IoT Ecosystems, Not Just Devices, Need Security

The Internet of Things (IoT) movement has been underway since the first mobile device connected to a wireless network, but its momentum in the global enterprise space today is leaps and bounds beyond where it was a decade ago, and is just the beginning of what’s to come over the next five to 10 years.

What’s slowing its growth, and in some cases being pushed aside altogether, is how all those endpoints – which in themselves include sub-endpoints – are being secured and protecting sensitive information from hackers.

“Confidentiality and integrity of data and systems can be compromised at any point of time by hackers attacking the connected ecosystem,” Frost & Sullivan wrote in a recent report about cybersecurity’s need for new technologies when considering the IoT approach. “These security breaches could lead to significant costs for enterprises by disrupting services thereby reducing satisfaction for customers and hampering brand image.
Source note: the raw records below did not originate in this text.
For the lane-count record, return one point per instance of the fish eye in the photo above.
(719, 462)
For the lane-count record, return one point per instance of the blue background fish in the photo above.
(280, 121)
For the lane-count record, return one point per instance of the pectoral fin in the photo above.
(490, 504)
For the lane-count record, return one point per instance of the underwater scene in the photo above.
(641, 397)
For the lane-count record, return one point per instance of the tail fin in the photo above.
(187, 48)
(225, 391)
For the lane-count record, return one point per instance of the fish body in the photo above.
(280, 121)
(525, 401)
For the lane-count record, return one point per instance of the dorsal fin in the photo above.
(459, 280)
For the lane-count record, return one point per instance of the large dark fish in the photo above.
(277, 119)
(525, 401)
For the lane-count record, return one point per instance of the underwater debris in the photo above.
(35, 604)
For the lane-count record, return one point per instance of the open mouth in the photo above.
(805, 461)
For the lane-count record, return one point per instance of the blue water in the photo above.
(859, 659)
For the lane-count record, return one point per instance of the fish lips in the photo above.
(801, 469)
Security challenges often faced by organizations include lack of security standards, lack of comprehensive security solution to mitigate threats, and lack of cross platform security technology.”

As previously reported by Enterprise Mobility Exchange, research firm Gartner projected a total of $348 billion would be spent on IoT security spending in the enterprise in 2016, a 23.7% increase over the year prior. Predictions showed an expected 24.6% increase from 2016 to 2017, and 2018’s figure ballooning to more than half a trillion dollars at $547.2 billion.

Gartner also predicted that by 2020, more than a quarter of attacks in the enterprise will involve Internet of Things, while IoT security budgets won’t account for more than 10 percent of total IT spend.

“The lack of secured integrated system for cross industry applicability is hindering the adoption of (IoT),” said Frost & Sullivan’s Swapnadeep Nayak. “The future Internet of Everything is expected to leverage a common secure cloud infrastructure with a unified application programming interface (API) for all application sectors.”

On the solution provider side of the discussion, IoT security assets and the companies who create them are beginning to generate steam and gain traction. Case in point goes to a recent announcement that ZingBox raised $22 million in a funding series to move its solution forward. ZingBox isn’t alone, of course, as market predictions show a 34.4% CAGR between 2017 and 2022, topping a $29 billion market value in the next half decade.

The reason behind that growth comes down to increasing ransomware attacks on IoT systems, securing the “ubiquitous environment,” and an increasing need for data-centric security. Much of that growth is expected to take place in the North America region.

Are you concerned about the need to secure IoT in the enterprise? Is it on your IT team’s priority list?